• Apple vs the FBI

    Blake Ross, Firefox wunderkind, has the best analogy for the Apple versus the FBI debate.

    There is a slim chance that there is data on a terrorist’s work phone, and the FBI wants Apple to allow a backdoor key.

    An airline pilot locks the other pilot out so he can crash the plane into a mountain, and the airlines don’t add a backdoor key to the cockpit door.

    They understand that there are too many bad people trying to get in, and it’s so rare that a good person is trying to get in that it’s not worth risking security with a backdoor key.

    The security we encounter every day — when it works at all — is usually built out of shades of gray: Lock your door. Need more? Arm your alarm. Even more? Don’t feed Fido for a day. Marginal benefits, marginal costs.

    It’s easy to assume that digital security is just another spectrum, and politicians love to reinforce that — gray’s their favorite color. Every presidential candidate is offering the same Michael Scott solution: Let’s preserve everyone’s security at once! Give a little here, take a little there, half-pregnancies for all.

    Unfortunately it’s not that complicated, which means it’s not that simple. Unbreakable phones are coming. We’ll have to decide who controls the cockpit: The captain? Or the cabin? Either choice has problems, but — I’m sorry, Aunt Congress — you crash if you pick 2.

    Blake Ross
  • Speaking of Building Apps for Production...

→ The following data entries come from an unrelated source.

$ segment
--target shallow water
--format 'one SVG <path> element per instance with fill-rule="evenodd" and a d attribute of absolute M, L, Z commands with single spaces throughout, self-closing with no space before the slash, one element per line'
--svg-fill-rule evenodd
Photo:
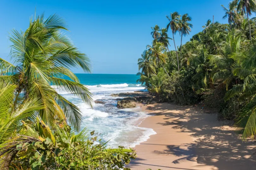
<path fill-rule="evenodd" d="M 138 127 L 143 119 L 149 116 L 147 113 L 142 111 L 139 107 L 117 109 L 115 99 L 118 98 L 110 96 L 113 94 L 144 90 L 143 87 L 136 83 L 138 77 L 136 75 L 78 74 L 77 76 L 81 82 L 87 85 L 92 93 L 94 100 L 100 99 L 106 102 L 94 104 L 91 108 L 73 95 L 56 88 L 60 94 L 80 109 L 83 116 L 82 128 L 86 127 L 89 131 L 94 130 L 101 133 L 98 138 L 103 142 L 110 140 L 107 144 L 114 147 L 120 144 L 125 147 L 133 147 L 155 133 L 152 129 Z"/>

    A project usually has a single gamble only. Doing something you’ve never done before or has high risk/reward is a gamble. Picking a new programming language is a gamble. Using a new framework is a gamble. Using some new way to deploy the application is a gamble. Control for risk by knowing where you have gambled and what is the stable part of the software. Be prepared to re-roll (mulligan) should the gamble come out unfavorably.

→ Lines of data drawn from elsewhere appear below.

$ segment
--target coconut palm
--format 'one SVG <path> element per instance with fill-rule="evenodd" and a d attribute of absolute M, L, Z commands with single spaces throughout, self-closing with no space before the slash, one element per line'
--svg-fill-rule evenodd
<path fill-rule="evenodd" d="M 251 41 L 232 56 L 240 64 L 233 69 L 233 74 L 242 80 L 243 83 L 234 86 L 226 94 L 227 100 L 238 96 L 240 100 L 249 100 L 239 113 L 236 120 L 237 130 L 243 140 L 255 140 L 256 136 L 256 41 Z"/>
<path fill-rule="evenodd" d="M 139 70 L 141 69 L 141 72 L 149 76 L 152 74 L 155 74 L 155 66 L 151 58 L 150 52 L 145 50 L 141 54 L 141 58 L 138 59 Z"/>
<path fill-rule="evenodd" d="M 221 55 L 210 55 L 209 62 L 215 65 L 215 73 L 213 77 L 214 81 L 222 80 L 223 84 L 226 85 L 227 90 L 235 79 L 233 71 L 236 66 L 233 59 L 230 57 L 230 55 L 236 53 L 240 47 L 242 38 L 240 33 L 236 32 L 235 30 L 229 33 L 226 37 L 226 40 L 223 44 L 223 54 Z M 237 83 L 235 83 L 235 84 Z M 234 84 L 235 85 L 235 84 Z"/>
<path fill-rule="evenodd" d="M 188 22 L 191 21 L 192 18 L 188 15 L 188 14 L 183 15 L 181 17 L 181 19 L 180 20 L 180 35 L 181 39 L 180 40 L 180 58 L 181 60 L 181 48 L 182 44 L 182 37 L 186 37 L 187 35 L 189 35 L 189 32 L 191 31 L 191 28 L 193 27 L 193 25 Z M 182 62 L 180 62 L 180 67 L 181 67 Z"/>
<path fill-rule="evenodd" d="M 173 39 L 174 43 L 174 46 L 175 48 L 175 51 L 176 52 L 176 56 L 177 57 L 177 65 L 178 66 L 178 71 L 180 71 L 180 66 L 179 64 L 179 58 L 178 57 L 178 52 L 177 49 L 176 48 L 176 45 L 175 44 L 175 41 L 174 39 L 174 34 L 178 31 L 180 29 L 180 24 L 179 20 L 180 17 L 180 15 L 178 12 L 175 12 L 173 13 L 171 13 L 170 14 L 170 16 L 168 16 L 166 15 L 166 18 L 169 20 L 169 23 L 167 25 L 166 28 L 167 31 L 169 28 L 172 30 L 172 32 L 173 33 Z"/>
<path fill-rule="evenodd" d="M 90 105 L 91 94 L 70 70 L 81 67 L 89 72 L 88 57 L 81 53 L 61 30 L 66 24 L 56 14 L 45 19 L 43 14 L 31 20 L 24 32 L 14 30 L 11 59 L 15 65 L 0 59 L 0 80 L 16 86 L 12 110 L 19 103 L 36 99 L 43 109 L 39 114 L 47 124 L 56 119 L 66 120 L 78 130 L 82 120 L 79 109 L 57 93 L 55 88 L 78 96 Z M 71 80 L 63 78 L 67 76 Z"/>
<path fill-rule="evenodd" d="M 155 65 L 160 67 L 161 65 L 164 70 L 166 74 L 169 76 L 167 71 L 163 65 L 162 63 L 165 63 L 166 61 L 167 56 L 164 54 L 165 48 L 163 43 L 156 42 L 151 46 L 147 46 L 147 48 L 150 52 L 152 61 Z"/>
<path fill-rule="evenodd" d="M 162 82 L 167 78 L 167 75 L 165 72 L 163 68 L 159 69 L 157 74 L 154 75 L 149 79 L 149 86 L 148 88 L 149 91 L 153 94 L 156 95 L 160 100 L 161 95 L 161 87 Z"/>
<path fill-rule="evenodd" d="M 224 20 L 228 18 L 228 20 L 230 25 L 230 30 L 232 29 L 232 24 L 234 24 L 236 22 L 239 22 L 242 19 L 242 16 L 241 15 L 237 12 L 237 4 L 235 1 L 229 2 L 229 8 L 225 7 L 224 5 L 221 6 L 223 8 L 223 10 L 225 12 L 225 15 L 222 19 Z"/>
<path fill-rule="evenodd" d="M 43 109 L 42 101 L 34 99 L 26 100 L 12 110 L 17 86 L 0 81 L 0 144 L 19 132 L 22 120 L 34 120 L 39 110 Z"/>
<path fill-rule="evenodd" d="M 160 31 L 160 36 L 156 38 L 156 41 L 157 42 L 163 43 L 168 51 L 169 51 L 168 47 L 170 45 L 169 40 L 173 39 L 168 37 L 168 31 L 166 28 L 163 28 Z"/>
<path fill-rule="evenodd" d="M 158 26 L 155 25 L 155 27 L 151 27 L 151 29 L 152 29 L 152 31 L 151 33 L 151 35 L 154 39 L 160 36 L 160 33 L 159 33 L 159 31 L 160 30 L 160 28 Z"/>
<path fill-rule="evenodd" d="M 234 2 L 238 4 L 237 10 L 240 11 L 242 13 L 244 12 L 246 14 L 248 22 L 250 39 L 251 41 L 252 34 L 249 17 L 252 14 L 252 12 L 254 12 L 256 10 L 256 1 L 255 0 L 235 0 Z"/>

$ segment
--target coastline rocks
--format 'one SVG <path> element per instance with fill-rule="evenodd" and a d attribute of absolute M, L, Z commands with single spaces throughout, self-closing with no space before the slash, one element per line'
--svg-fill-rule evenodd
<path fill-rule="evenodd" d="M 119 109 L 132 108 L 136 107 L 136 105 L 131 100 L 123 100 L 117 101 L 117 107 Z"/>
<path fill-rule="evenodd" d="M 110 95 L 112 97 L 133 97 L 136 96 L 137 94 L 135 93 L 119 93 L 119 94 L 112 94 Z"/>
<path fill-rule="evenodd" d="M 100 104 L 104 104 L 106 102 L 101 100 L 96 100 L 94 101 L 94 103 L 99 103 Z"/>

    Jesper L. Anderson on Medium

    Jesper, who freaking tests distributed databases and other systems, has much more specific advice on how you should build your apps. He has good advice. Read it. (I promise not to make you write Erlang)

  • Get Paid

    But the dropping posts on Facebook prove that everybody is not a star. That the wild west atmosphere of the internet is a phase. And as things solidify, cyberspace resembles the rest of society… There’s a very thin layer of superstars/winners, a small class who believe the low barrier to entry means they can win the lottery, while the rest have checked out and are interacting one to one and consuming when they’re not.

    Bob Lefsetz

    Most startups fail. You’re not going to get rich. You’re not going to get famous. Make sure you get paid and make it’s worth it for you.

    When I graduated college I thought getting paid was making the next Facebook, but my first job paid me $62k, enough to travel overseas once a year and have substantial savings left over. I could’ve done better if I kept looking, but interviewing sucks. $62k is just right for someone straight out of college in 2008. Starting salaries in Texas are closer to $70k today.

    Then I met someone with a master’s degree making $55k at a consulting company because “That’s what we can bill for you”. They shouldn’t have let you accept that job. They know you’re going to leave for a better paying job as soon as you have a year’s experience. They just want to take advantage of your low salary and standard bill rate for as long as possible. If you’re starting that undervalued at a company, you’ll never catch up to your market rate with only the standard 5% raise every year.

    Even worse is if you work in IT. Even the lowliest programmer makes more than you. If you’re making websites in your free time and deploying them to a server, you’re qualified enough for a junior developer position, and you’d be shocked at programmer’s starting salaries.

    Talk to your friends about salary. Talk to your students about salary. Talk to your family about salary. Friends don’t let friends get paid less than market rate.

  • Resume Ego

    A long time ago, I had a manager who read way too much into resumes. When I was interviewing, he told me that he loved to start at the back of the resume and work forward to where the applicant was now. He wanted to make sure all jobs the applicant chose were congruous. Fucking prick.